There is a subtle difference in when keys are unreferenced after Remove. ConcurrentDictionary drops keys eagerly on Remove, while in the case of NonBlocking dictionary only the value is removed and the corresponding key is dropped lazily.

ConcurrentDictionary performs Remove under a lock and as such it can expell both the key and the value "atomically". That is not the case for NonBlocking dictionary and thus only values are immediately removed. The corresponding dead key will remain in the dictionary and may become live again after a corresponding Add, or, if still dead, "shaken off" when there is a shortage of free slots.

In code that uses Remove and is sensitive to when keys become GC-unreachable, like if keys have finalizers or can reference large object graphs, the laziness of Remove could be a problem.
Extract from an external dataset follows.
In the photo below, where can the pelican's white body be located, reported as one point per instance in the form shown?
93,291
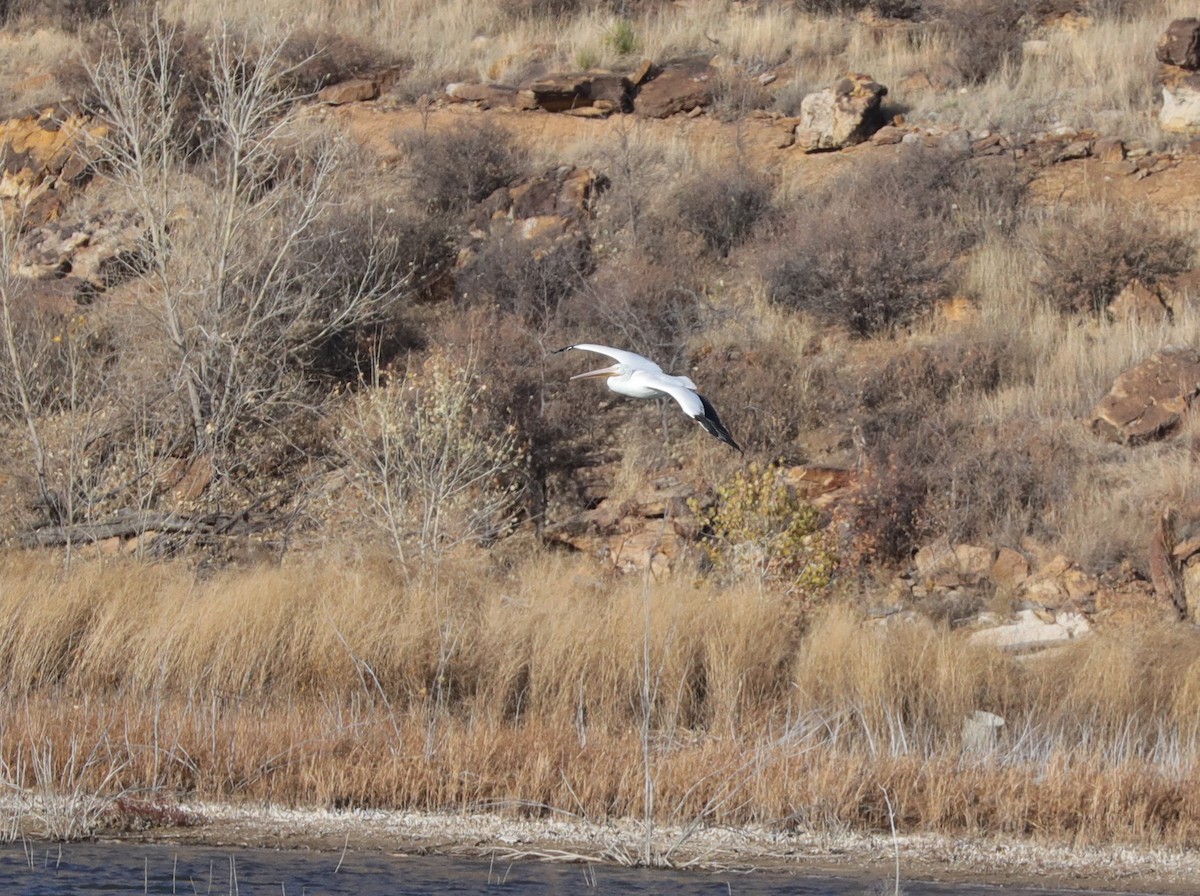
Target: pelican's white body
636,377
Core algorithms are based on NonBlockingHashMap, written and released to the public domain by Dr. Cliff Click. A good overview is here https://www.youtube.com/watch?v=HJ-719EGIts

Most differences of this implementation are motivated by the differences in provided and expected APIs on .Net platform. In particular:

• .Net has structs and reified generics.
• platform APIs such as Interlocked.CompareExchange have differences.
• ConcurrentDictionary API differs from a typical java dictionary.
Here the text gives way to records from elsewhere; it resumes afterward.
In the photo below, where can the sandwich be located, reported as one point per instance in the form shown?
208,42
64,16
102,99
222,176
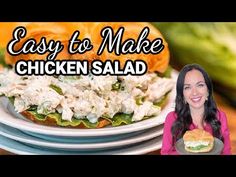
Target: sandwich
88,101
198,140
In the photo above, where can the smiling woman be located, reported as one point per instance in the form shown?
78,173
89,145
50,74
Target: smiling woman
91,101
195,108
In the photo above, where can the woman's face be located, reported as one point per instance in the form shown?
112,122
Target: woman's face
195,89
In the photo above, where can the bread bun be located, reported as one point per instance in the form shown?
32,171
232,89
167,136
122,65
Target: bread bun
198,140
62,31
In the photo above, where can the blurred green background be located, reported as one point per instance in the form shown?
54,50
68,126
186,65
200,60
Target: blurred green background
210,44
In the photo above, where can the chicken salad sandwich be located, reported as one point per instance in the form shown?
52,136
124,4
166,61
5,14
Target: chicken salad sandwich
198,140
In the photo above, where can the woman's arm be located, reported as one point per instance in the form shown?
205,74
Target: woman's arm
167,148
225,134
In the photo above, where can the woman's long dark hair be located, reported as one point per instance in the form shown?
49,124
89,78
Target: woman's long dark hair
184,119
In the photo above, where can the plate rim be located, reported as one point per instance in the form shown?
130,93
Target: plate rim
141,148
24,138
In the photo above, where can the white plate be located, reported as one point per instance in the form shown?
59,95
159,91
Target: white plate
18,135
137,149
10,120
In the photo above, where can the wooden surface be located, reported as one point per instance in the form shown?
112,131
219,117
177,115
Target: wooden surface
223,105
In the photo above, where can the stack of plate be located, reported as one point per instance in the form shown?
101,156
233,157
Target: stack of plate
21,136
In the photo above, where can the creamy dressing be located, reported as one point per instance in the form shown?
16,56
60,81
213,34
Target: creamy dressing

Memory model is assumed to be weak and honoring indirection data-dependency (should work on ARM, but not yet tested).

On most operations NonBlocking dictionary is faster than ConcurrentDictionary.
It is particularly faster in write-heavy scenarios.
NonBlocking dictionary scales linearly with number of active threads if hardware permits.

The test machine is
Intel(R) Xeon(R) CPU E5-2698B v3 @ 2.00GHz Sockets: 2 Virtual processors: 32.

The benchmarks perform various operations on {int --> string} dictionaries and run as 64bit process.
Y - number of operations in 1000000 ops per second.
X - number of threads

One interesting observation - An average Add operation on a clean dictionary results in a cache miss and access to RAM. Another access is accrued on average due to double-up resizes. As a result, at some point Add can unavoidably be limited by the throughput of memory accesses.

The limits of the hardware are more pronounced on the next chart where reads are done off a fresh table, not yet in a local CPU cache. The scenario is dominated by uncached reads and is bounded by about 32 MOps/second.
Since Add, on average, requires two uncached accesses, it seems to operate close to the hardware limits.